Mission: ISS017 Roll: E Frame: 5763 Mission ID on the Film or image: ISS017
Country or Geographic Name: USA-LOUISIANA
Features: L. PONCHARTRAIN, SED. PLUME
Center Point Latitude: 30.0 Center Point Longitude: -90.0 (Negative numbers indicate south for latitude and west for longitude)
Stereo: (Yes indicates there is an adjacent picture of the same area)
ONC Map ID: JNC Map ID:

Camera

Camera Tilt: 38
Camera Focal Length: 180mm
Camera: E4: Kodak DCS760C Electronic Still Camera
Film: 3060E : 3060 x 2036 pixel CCD, RGBG array.

Quality

Film Exposure:
Percentage of Cloud Cover: 10 (0-10)

Nadir

Date: 20080429 (YYYYMMDD)GMT Time: 192803 (HHMMSS)
Nadir Point Latitude: 30.7, Longitude: -92.2 (Negative numbers indicate south for latitude and west for longitude)
Nadir to Photo Center Direction: East
Sun Azimuth: 235 (Clockwise angle in degrees from north to the sun measured at the nadir point)
Spacecraft Altitude: 180 nautical miles (333 km)
Sun Elevation Angle: 66 (Angle in degrees between the horizon and the sun, measured at the nadir point)
Orbit Number: 2089

Captions

Lake Pontchartrain and the Bonnet Carre Spillway, Louisiana, USA

Lake Pontchartrain, a big body of water immediately north of New Orleans, occupies the upper part of this astronaut photograph, with the winding course of the muddy Mississippi River snaking across the bottom of the view (flow is east, from left to right). The city of New Orleans is sandwiched between the lake and river.

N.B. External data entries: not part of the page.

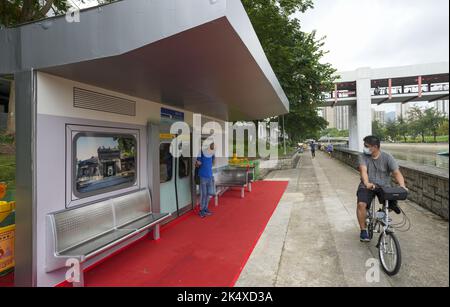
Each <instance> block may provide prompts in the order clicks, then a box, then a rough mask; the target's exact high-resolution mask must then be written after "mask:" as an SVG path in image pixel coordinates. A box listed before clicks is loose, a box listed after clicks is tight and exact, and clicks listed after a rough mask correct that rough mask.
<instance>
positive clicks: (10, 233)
mask: <svg viewBox="0 0 450 307" xmlns="http://www.w3.org/2000/svg"><path fill="white" fill-rule="evenodd" d="M15 230H16V225H11V226H7V227H3V228H0V275H1V274H2V273H3V272H6V271H8V270H10V269H12V268H13V267H14V266H15V263H14V237H15Z"/></svg>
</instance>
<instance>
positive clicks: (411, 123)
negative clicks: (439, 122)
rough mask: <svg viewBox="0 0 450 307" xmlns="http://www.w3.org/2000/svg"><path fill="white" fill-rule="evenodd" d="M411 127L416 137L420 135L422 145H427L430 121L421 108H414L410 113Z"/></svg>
mask: <svg viewBox="0 0 450 307" xmlns="http://www.w3.org/2000/svg"><path fill="white" fill-rule="evenodd" d="M408 117H409V123H410V124H409V126H410V128H411V132H412V133H413V134H414V136H416V137H417V136H418V135H420V136H421V137H422V143H425V137H426V135H427V131H428V126H427V125H428V120H427V119H426V118H425V112H424V111H423V110H422V109H421V108H420V107H413V108H411V110H409V112H408Z"/></svg>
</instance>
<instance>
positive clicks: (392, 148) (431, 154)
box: [382, 144, 449, 170]
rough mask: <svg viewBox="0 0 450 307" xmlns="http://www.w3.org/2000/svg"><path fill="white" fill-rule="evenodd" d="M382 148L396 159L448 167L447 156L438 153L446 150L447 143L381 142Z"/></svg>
mask: <svg viewBox="0 0 450 307" xmlns="http://www.w3.org/2000/svg"><path fill="white" fill-rule="evenodd" d="M382 150H384V151H386V152H389V153H390V154H392V155H393V156H394V157H395V158H396V159H398V160H403V161H410V162H414V163H418V164H422V165H428V166H435V167H438V168H442V169H447V170H448V169H449V157H448V156H440V155H438V153H440V152H448V145H434V144H383V145H382Z"/></svg>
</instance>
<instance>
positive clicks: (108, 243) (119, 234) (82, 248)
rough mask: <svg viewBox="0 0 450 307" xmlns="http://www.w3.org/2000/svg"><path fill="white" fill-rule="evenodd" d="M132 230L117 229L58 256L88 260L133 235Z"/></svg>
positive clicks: (65, 252)
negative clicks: (113, 242) (111, 244)
mask: <svg viewBox="0 0 450 307" xmlns="http://www.w3.org/2000/svg"><path fill="white" fill-rule="evenodd" d="M134 233H135V230H133V229H117V230H111V231H110V232H108V233H106V234H103V235H101V236H98V237H96V238H94V239H92V240H89V241H87V242H85V243H81V244H79V245H77V246H74V247H72V248H70V249H67V250H65V251H62V252H59V253H58V255H59V256H63V257H67V258H77V257H80V256H81V258H84V259H89V258H92V257H94V256H95V255H98V254H99V253H101V252H102V250H103V249H105V248H108V247H109V246H110V245H111V243H113V242H114V243H115V244H118V243H120V242H121V241H125V240H126V239H127V237H129V236H130V235H131V234H134Z"/></svg>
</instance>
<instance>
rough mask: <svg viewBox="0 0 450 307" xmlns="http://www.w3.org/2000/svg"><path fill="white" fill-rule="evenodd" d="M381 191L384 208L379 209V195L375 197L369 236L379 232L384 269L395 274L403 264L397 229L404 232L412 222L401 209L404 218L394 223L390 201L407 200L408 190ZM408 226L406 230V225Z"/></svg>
mask: <svg viewBox="0 0 450 307" xmlns="http://www.w3.org/2000/svg"><path fill="white" fill-rule="evenodd" d="M377 189H380V193H381V194H382V196H381V200H383V202H384V203H382V208H380V209H378V210H377V197H375V198H374V200H373V202H372V206H371V207H370V210H368V217H367V219H368V220H367V225H368V232H369V237H370V239H371V240H372V239H373V236H374V233H379V234H380V236H379V238H378V244H377V246H376V247H377V248H378V256H379V258H380V263H381V266H382V268H383V271H384V272H385V273H386V274H387V275H388V276H395V275H397V274H398V273H399V271H400V269H401V266H402V252H401V247H400V242H399V240H398V238H397V236H396V235H395V230H397V231H400V232H404V231H408V230H409V229H410V226H411V223H410V220H409V218H408V217H407V216H406V214H405V212H404V211H403V210H401V209H400V210H401V212H402V214H403V220H402V221H401V222H400V223H392V218H391V217H390V216H389V213H390V212H389V211H390V210H389V209H390V208H389V202H390V201H400V200H406V199H407V197H408V192H407V191H406V190H405V189H403V188H382V187H377ZM405 226H406V227H407V229H406V230H405V229H404V227H405Z"/></svg>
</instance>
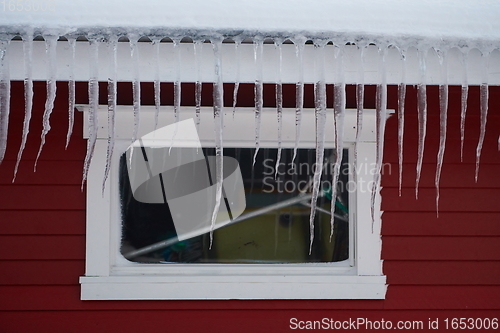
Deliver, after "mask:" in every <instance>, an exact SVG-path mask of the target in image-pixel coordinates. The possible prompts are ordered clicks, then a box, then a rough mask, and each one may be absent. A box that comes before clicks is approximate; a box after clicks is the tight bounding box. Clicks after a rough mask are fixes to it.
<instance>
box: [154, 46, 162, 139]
mask: <svg viewBox="0 0 500 333" xmlns="http://www.w3.org/2000/svg"><path fill="white" fill-rule="evenodd" d="M160 42H161V39H160V38H156V39H154V40H153V46H154V51H155V58H154V64H155V80H154V90H155V130H156V128H157V127H158V116H159V115H160V105H161V99H160V92H161V84H160V82H161V81H160Z"/></svg>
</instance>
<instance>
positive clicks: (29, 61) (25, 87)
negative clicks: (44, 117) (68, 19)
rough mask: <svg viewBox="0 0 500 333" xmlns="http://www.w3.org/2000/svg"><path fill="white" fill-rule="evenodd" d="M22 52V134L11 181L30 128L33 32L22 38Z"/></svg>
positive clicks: (32, 54)
mask: <svg viewBox="0 0 500 333" xmlns="http://www.w3.org/2000/svg"><path fill="white" fill-rule="evenodd" d="M23 53H24V122H23V136H22V139H21V146H20V147H19V152H18V153H17V161H16V166H15V167H14V177H13V178H12V182H14V181H15V180H16V176H17V170H18V168H19V164H20V163H21V157H22V156H23V152H24V148H25V147H26V141H27V140H28V133H29V130H30V122H31V114H32V112H33V34H31V33H29V34H27V35H26V37H24V39H23Z"/></svg>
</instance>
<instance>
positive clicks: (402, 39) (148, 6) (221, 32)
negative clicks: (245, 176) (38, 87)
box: [0, 0, 500, 47]
mask: <svg viewBox="0 0 500 333" xmlns="http://www.w3.org/2000/svg"><path fill="white" fill-rule="evenodd" d="M31 3H33V4H32V7H27V6H28V2H26V3H23V2H21V3H19V4H17V3H11V2H7V1H5V2H3V6H4V8H3V10H2V11H0V32H9V33H17V34H21V33H23V32H25V31H26V29H31V28H33V29H34V31H35V33H43V34H47V33H50V32H52V33H54V34H59V35H65V34H69V33H74V32H76V33H84V34H87V33H101V32H102V33H105V32H107V33H110V32H111V31H113V29H118V30H119V31H121V32H122V33H134V32H135V33H138V34H140V35H148V34H156V33H158V34H162V35H164V34H165V32H168V34H170V35H172V34H173V33H176V32H177V33H179V34H186V35H193V34H206V35H214V33H221V34H224V35H227V36H231V35H237V34H240V33H243V34H247V35H256V34H262V35H269V36H279V35H283V36H285V37H286V36H293V35H297V34H304V35H305V36H306V37H316V36H327V37H329V38H332V37H335V36H341V37H343V38H346V39H351V41H355V40H357V39H359V38H365V37H367V36H368V37H372V38H374V39H376V40H380V37H383V38H384V39H387V40H388V41H389V42H392V41H394V39H396V40H397V41H398V42H399V43H398V44H401V43H404V41H405V40H406V39H408V38H409V39H410V40H411V41H412V42H414V41H415V40H422V39H425V40H432V41H434V43H435V40H448V41H450V40H451V41H453V42H454V43H455V44H456V43H457V41H460V40H463V41H465V40H466V41H467V43H470V42H473V43H477V42H478V41H481V42H487V43H488V44H489V43H491V42H494V43H498V41H499V40H500V20H499V19H498V18H499V17H500V1H498V0H474V1H472V0H440V1H436V0H425V1H422V0H375V1H374V0H349V1H346V0H342V1H339V0H313V1H304V0H274V1H269V0H252V1H248V0H243V1H232V0H210V1H205V0H182V1H179V0H169V1H164V0H147V1H139V0H106V1H100V0H85V1H83V0H74V1H63V0H33V1H31ZM36 5H39V6H38V10H37V11H34V10H33V9H34V8H35V6H36ZM103 29H104V30H103ZM496 47H498V45H496Z"/></svg>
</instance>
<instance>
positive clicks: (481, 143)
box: [475, 53, 489, 183]
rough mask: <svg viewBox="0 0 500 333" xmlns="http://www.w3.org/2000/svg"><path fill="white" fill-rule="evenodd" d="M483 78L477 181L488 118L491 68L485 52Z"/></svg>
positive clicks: (483, 69)
mask: <svg viewBox="0 0 500 333" xmlns="http://www.w3.org/2000/svg"><path fill="white" fill-rule="evenodd" d="M482 58H483V78H482V83H481V87H480V88H479V89H480V91H479V101H480V104H481V105H480V112H481V118H480V119H481V120H480V121H481V127H480V131H479V142H478V143H477V148H476V177H475V180H476V183H477V177H478V176H479V160H480V159H481V150H482V149H483V142H484V136H485V134H486V120H487V118H488V69H489V59H488V58H489V54H487V53H483V54H482Z"/></svg>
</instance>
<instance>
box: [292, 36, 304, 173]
mask: <svg viewBox="0 0 500 333" xmlns="http://www.w3.org/2000/svg"><path fill="white" fill-rule="evenodd" d="M293 42H294V44H295V55H296V57H297V62H298V67H299V78H298V80H297V83H296V84H295V145H294V147H293V157H292V164H293V162H294V161H295V157H297V148H298V147H299V142H300V127H301V122H302V109H303V108H304V46H305V43H306V39H305V38H304V37H299V38H296V39H295V40H294V41H293Z"/></svg>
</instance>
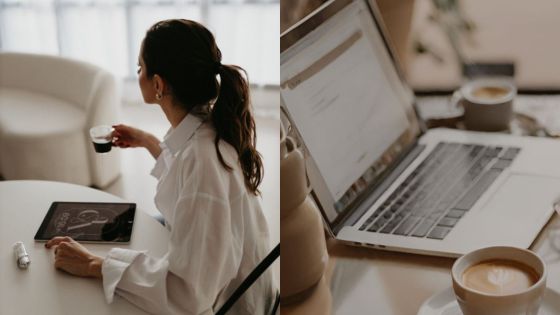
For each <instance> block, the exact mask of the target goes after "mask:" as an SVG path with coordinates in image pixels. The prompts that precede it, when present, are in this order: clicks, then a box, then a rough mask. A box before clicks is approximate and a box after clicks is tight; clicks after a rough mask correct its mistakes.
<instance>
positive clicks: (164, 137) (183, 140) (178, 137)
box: [163, 114, 202, 154]
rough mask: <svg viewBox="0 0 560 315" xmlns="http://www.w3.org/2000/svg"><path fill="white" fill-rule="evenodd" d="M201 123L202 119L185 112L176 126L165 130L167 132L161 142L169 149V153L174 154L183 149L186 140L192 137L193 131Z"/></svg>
mask: <svg viewBox="0 0 560 315" xmlns="http://www.w3.org/2000/svg"><path fill="white" fill-rule="evenodd" d="M201 124H202V119H200V118H198V117H196V116H194V115H190V114H187V116H185V118H183V120H181V122H180V123H179V124H178V125H177V127H175V128H173V127H171V128H169V131H167V134H166V135H165V137H164V138H163V143H164V144H165V146H166V147H167V148H168V149H169V151H171V154H175V153H177V152H179V151H180V150H182V149H184V147H185V145H186V144H187V141H188V140H189V139H190V138H192V136H193V135H194V133H195V131H196V130H197V129H198V127H200V125H201Z"/></svg>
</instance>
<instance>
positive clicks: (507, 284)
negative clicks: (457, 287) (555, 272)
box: [462, 260, 539, 295]
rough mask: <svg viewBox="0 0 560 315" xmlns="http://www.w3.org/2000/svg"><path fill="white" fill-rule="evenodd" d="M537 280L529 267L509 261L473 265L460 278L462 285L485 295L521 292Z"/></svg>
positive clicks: (534, 275) (534, 271) (491, 260)
mask: <svg viewBox="0 0 560 315" xmlns="http://www.w3.org/2000/svg"><path fill="white" fill-rule="evenodd" d="M538 280H539V275H538V274H537V272H536V271H534V270H533V269H532V268H531V267H528V266H526V265H524V264H521V263H518V262H514V261H511V260H489V261H483V262H481V263H478V264H476V265H473V266H471V267H469V268H467V269H466V270H465V272H464V273H463V276H462V281H463V285H464V286H466V287H468V288H470V289H473V290H477V291H480V292H483V293H487V294H496V295H509V294H516V293H519V292H523V291H524V290H526V289H528V288H530V287H531V286H533V285H534V284H535V283H537V281H538Z"/></svg>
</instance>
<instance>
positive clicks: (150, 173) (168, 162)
mask: <svg viewBox="0 0 560 315" xmlns="http://www.w3.org/2000/svg"><path fill="white" fill-rule="evenodd" d="M159 147H160V148H161V153H160V154H159V156H158V157H157V159H156V164H155V165H154V168H153V169H152V171H151V172H150V175H152V176H153V177H155V178H157V179H160V178H161V177H162V176H163V174H165V173H166V172H167V171H168V170H169V166H170V165H171V162H173V155H172V154H171V152H170V151H169V149H168V148H167V146H166V145H165V143H163V142H161V143H160V144H159Z"/></svg>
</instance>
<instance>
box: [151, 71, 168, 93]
mask: <svg viewBox="0 0 560 315" xmlns="http://www.w3.org/2000/svg"><path fill="white" fill-rule="evenodd" d="M152 83H153V85H154V89H155V90H156V93H158V94H160V95H163V92H164V90H165V82H164V81H163V79H162V78H161V77H160V76H159V74H154V77H153V79H152Z"/></svg>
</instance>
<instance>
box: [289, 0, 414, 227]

Heavy rain in March and April 2008 in the Mississippi’s catchment area raised water levels in the river sufficiently to make the Army Corps of Engineers take action. To reduce the volume of the river where it passes through New Orleans, the Corps opened the Bonnet Carre Spillway (lower left), a major engineering structure 18 km upriver from New Orleans. The spillway, a 1.6 km-wide gap in the developments along the Mississippi levees, is an integral part of the river and canal system that allows Mississippi river water to flow into Lake Pontchartrain. The spillway control structure itself is visible as a thin, discontinuous, white line along the river’s edge in this image.

The spillway has only been opened eight times since 1937. News of the opening in April 2008 was transmitted to astronauts aboard the International Space Station who managed to capture the immediate effect of muddy water flowing down the spillway and into Lake Pontchartrain, where it forms great brown lobes in the otherwise green water. These lobes moved slowly east along the New Orleans shoreline, where the line of the Lake Pontchartrain Causeway, the longest bridge in the U.S., can be seen, top right.

Opening the spillway protects New Orleans in various ways. First, it reduces pressure on the levees, which famously collapsed at some points during the onslaught of Hurricane Katrina in 2005. Keeping water levels below critical high levels also helps the river channel to accommodate the discharge of water, and reduces both the speed of flow and cross currents in the river which can interfere with vessels navigating the river – or even cause collisions with levees.